Tratto da Vatican Insider il 5 luglio 2011

Le ordinazioni di preti in seno alla Fraternità San Pio X dei lefebvriani per la Chiesa cattolica restano illegittime. Lo ha ribadito il direttore della sala stampa vaticana padre Federico Lombardi.

Di fronte alla recenti ordinazioni di preti compiute dalla Fraternità San Pio X, ha detto padre Lombardi, non si può che ribadire quanto ha detto il Papa nella sua Lettera ai vescovi cattolici il 10 marzo 2009: la Fraternità «non ha una posizione canonica nella Chiesa» e «i suoi ministri non esercitano ministeri legittimi nella Chiesa».

«Finchè le questioni concernenti la dottrina no sono chiarite – aveva scritto Benedetto XVI – la Fraternità non ha alcuno stato canonico nella Chiesa e i suoi ministri (..) non esercitano in modo legittimo alcun ministero nella Chiesa». «Le ordinazioni – ha concluso padre Lombardi – sono dunque da considerarsi tuttora illegittime».

All’ordinazioni di tredici nuovi preti che si è tenuta lo scorso 29 giugno nel quartier generale tradizionialista di Econe, in Svizzera, ha partecipato tutti e quattro i vescovi lefebvriana, compreso anche mons.
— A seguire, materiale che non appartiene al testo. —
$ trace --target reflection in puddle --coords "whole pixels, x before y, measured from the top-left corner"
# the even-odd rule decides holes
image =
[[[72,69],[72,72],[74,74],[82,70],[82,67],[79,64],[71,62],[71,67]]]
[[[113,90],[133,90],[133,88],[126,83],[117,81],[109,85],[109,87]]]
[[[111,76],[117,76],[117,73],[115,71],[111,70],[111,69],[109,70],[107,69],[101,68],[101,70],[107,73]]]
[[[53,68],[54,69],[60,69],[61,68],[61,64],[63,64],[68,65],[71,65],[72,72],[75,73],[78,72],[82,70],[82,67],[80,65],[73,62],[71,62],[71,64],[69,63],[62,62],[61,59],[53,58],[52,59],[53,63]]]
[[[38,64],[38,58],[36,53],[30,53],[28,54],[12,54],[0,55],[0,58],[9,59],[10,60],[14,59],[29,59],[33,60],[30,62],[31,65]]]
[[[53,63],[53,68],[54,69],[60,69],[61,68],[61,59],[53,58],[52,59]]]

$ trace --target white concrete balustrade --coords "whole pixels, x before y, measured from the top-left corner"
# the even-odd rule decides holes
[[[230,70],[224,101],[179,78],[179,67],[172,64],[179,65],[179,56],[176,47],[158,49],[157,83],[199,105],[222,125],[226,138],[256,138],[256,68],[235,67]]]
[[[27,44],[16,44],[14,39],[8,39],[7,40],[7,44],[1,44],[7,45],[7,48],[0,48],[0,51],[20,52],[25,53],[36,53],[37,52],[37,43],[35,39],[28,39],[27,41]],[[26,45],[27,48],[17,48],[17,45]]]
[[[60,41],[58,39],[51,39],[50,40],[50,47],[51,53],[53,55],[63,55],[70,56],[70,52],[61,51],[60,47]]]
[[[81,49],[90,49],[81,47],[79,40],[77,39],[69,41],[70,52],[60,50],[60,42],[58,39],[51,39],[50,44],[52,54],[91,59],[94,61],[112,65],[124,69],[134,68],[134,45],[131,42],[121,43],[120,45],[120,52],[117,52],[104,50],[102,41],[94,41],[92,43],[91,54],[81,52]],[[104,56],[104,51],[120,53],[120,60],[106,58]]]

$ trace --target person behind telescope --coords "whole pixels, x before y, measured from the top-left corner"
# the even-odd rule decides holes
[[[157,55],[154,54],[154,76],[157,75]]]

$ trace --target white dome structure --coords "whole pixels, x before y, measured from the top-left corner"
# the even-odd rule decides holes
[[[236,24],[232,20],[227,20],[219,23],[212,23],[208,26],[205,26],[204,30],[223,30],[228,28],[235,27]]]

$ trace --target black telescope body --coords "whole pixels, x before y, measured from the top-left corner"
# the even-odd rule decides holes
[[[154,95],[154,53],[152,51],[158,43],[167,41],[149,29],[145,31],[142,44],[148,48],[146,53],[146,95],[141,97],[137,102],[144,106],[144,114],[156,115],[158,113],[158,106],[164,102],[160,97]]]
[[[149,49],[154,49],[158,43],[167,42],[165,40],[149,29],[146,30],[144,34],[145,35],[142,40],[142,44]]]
Richard Williamson, sotto processo in Germania per aver negato l’esistenza delle camere a gas.

Il processo di appello contro il vescovo negazionista si è aperto ieri a Ratisbona, in Baviera. In primo grado, Williamson è stato condannato a pagare una multa di 10mila euro a norma della legge tedesca per cui e’ un reato negare lo sterminio degli ebrei durante il nazismo.

Nel 2008, Williamson – di cui nel 2009 papa Benedetto XVI ha revocato la scomunica insieme agli altri tre presuli lefebvriani – aveva dichiarato in un intervista alla televisione svedese che le camere a gas non erano mai esistite. Il Vaticano spiego’ poi di non essere a conoscenza delle dichiarazioni del vescovo quando aveva revocato la scomunica. L’avvocato di Williamson ha detto ieri in aula che il vescovo pensava che l’intervista, registrata in Germania, sarebbe stata trasmessa solo in Svezia, dove la negazione dell’Olocausto, diversamente dalla Germania, non è un reato.